Chechens ask for refuge
Sixteen Chechens, so far the largest group from the country, asked for political refugee upon their arrival at the Vilnius railway station. Five men, four women and seven children were travelling on a Russian passenger train to Kaliningrad when they got off in Vilnius. Lithuanian border guards allowed them an initial temporary stay in the country. They are to live in Pabrade foreigners' registration centre until authorities consider their cases.
The number of requests from Russian citizens for political asylum has steadily increased since autumn 2000. Last year, about 90 such persons were placed in the Pabrade centre, a number already exceeded this year.
Tax reforms go ahead
Finance Minister Jonas Lionginas presented a long and widely discussed overhaul of the tax system to make it more efficient. The new plan is geared towards encouraging domestic consumption by reducing the tax burden on the working population. One plan is to cut the tax tariff for personal revenues tax and increase the minimum amount which would be tax-exempt.
By 2004, according to Lionginas, such tax tariffs should be downsized to 24 percent and the tax-exempt minimum would rise by LTL (Lithuanian litas) 320 (USD 80). Effective 1 October the tax exemption will be raised to LTL 250 (USD 63).
The cuts on profit taxes have been postponed until 2004.
MP clarifies accident rumors
MP Rolandas Pavilionis is to seek judicial clarification of all the circumstances surrounding an accident that was widely reported in the media this week. In a press conference, he said the whole story was a bubble, and the press revealed only a fraction of the whole accident.
Apparently, a policeman suffered injuries after a collision with Pavilionis' car on a university street closed to traffic because of the NATO Parliamentary Assembly.

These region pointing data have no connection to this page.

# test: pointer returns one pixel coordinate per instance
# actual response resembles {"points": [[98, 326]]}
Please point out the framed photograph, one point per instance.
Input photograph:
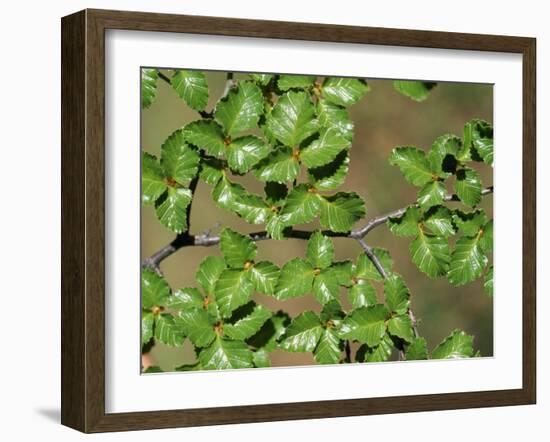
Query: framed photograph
{"points": [[267, 221]]}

Pavilionis admits he did go through the street, but claims that the interpretation of prohibitive road signs depended on the instructions the policeman received via radio. He also maintains other cars were passing through the closed street.
On 26 May, a meeting of the Lithuanian Social Democrats' party board confirmed that they are ready to take up responsibility for the government, but will not try artificially to disrupt the ruling coalition.
However, they forecast that the current government will not last long, and the next board meeting, due in three months, would take place in a different political environment. Social Democrats also said the 'new politics' of the government has had no results so far, as the country's difficult economic and social situation has seen no improvement.
The Left opposition chose the passive mode, leaving the last word on the viability of the present coalition to President Valdas Adamkus. He was urged either to increase the effectiveness of the government or replace it with a more reliable coalition.
Tax inspectors on offensive
The tax inspection office is to change its style and concentrate more efforts on monitoring and analysis. The shift comes together with three new units of monitoring charged with the task of collecting information about taxpayers.
Each employee in the new units will be assigned certain companies, monitoring monitor their performances in order to track down any suspicious activity. They will also have to observe certain assigned territories and report any dodgy activities.
According to tax inspector office Director Mindaugas Strumskis, the first results of the new system should be evident in three months.
Strumskis is also strongly disposed to tackle the illegal employment problem. According to unofficial estimates, around 100,000 people work illegally in the country.
And in other news...
- Kauno Žalgiris basketball team has won the championship for the seventh time since 1990, eliminating rival Vilniaus Lietuvos Rytas in a dramatic final series.
- Stasys Stacevičius was named poet laureate in the 37th Spring of Poetry. He has published four editions of poems.
- Today, Baltops 2001, the biggest annual training exercises in the Baltic Sea region, start under the auspices of the Partnership for Peace framework, organized by the US. Two Lithuanian ships are participating for the seventh time.
- Also today, a musical festival starts in Pažaislis monastery near Kaunas. Music will be played in various churches across Kaunas during the next three months.